The "production pipeline" aspect comes from making these steps robust, scalable, and efficient. This involves choosing the right data connectors, optimizing chunking strategies, selecting appropriate embedding and LLM models for your use case and budget, and managing the vector store. For instance, if you have millions of documents, you’ll need a more sophisticated vector database than the default in-memory one. You might also implement strategies for re-ranking retrieved documents or using different LLMs for retrieval and synthesis.

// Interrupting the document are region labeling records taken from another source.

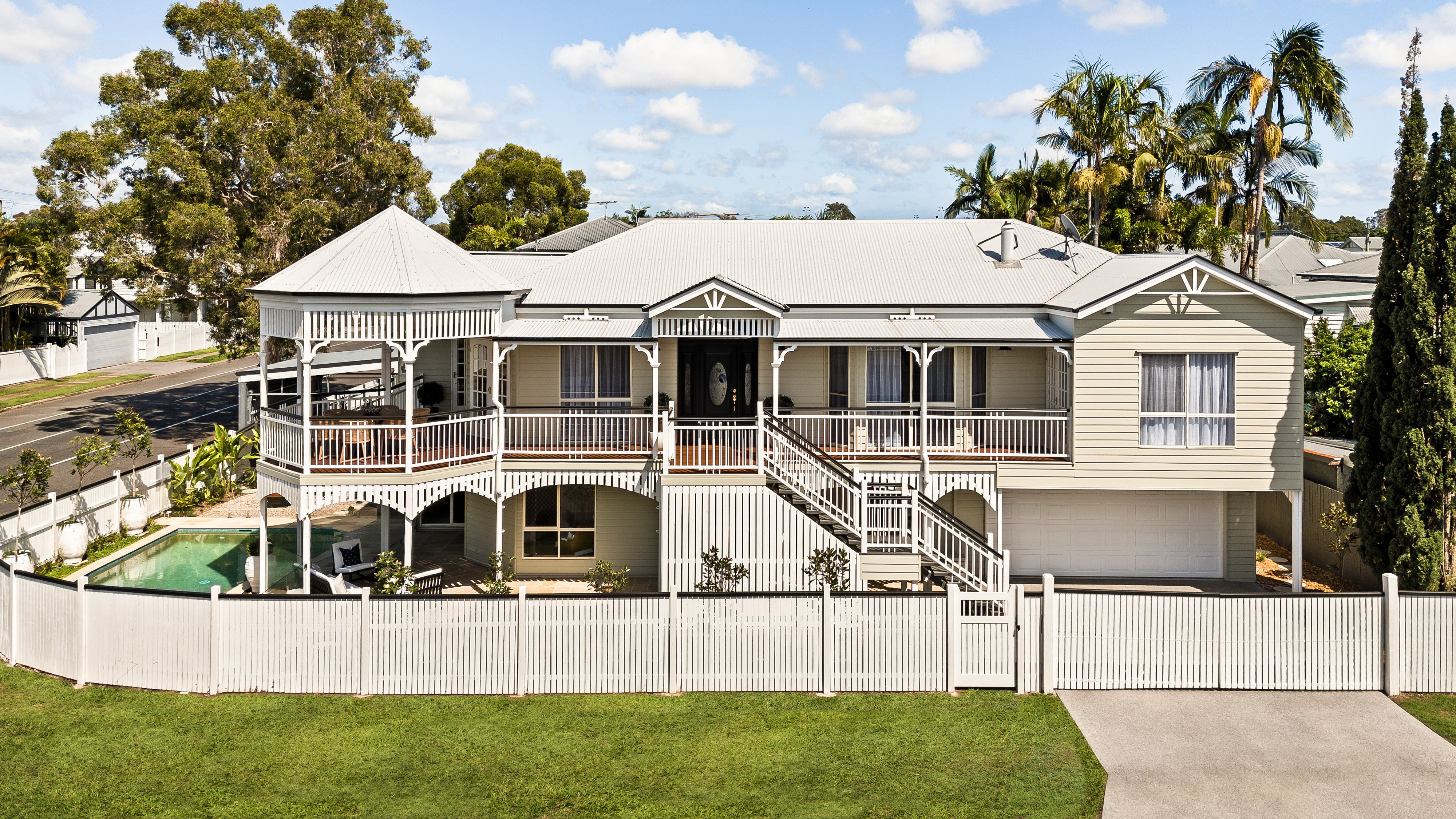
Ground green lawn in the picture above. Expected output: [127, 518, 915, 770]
[0, 373, 151, 410]
[0, 668, 1107, 819]
[1395, 694, 1456, 743]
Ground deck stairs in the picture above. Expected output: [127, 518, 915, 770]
[760, 414, 1009, 592]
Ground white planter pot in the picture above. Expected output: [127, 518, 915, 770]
[121, 495, 147, 535]
[55, 520, 90, 561]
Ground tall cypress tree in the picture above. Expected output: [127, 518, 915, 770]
[1345, 89, 1425, 571]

One of the most powerful, yet often overlooked, aspects of RAG is the interplay between chunking strategy and retrieval. By default, LlamaIndex might split documents by a fixed token count. However, for structured data like our coffee shop example, you might want to chunk based on sections or paragraphs. This ensures that when you ask about "latte prices," the retrieved chunk is likely to contain the entire menu item and its price, rather than being split across multiple chunks. Experimenting with different chunk_size and chunk_overlap parameters in SentenceSplitter or using more advanced parsing (like MarkdownNodeParser for Markdown files) can dramatically improve retrieval accuracy without changing the LLM.
The next step in building a production RAG pipeline is often dealing with multiple data sources and implementing advanced retrieval techniques like query transformations or re-ranking.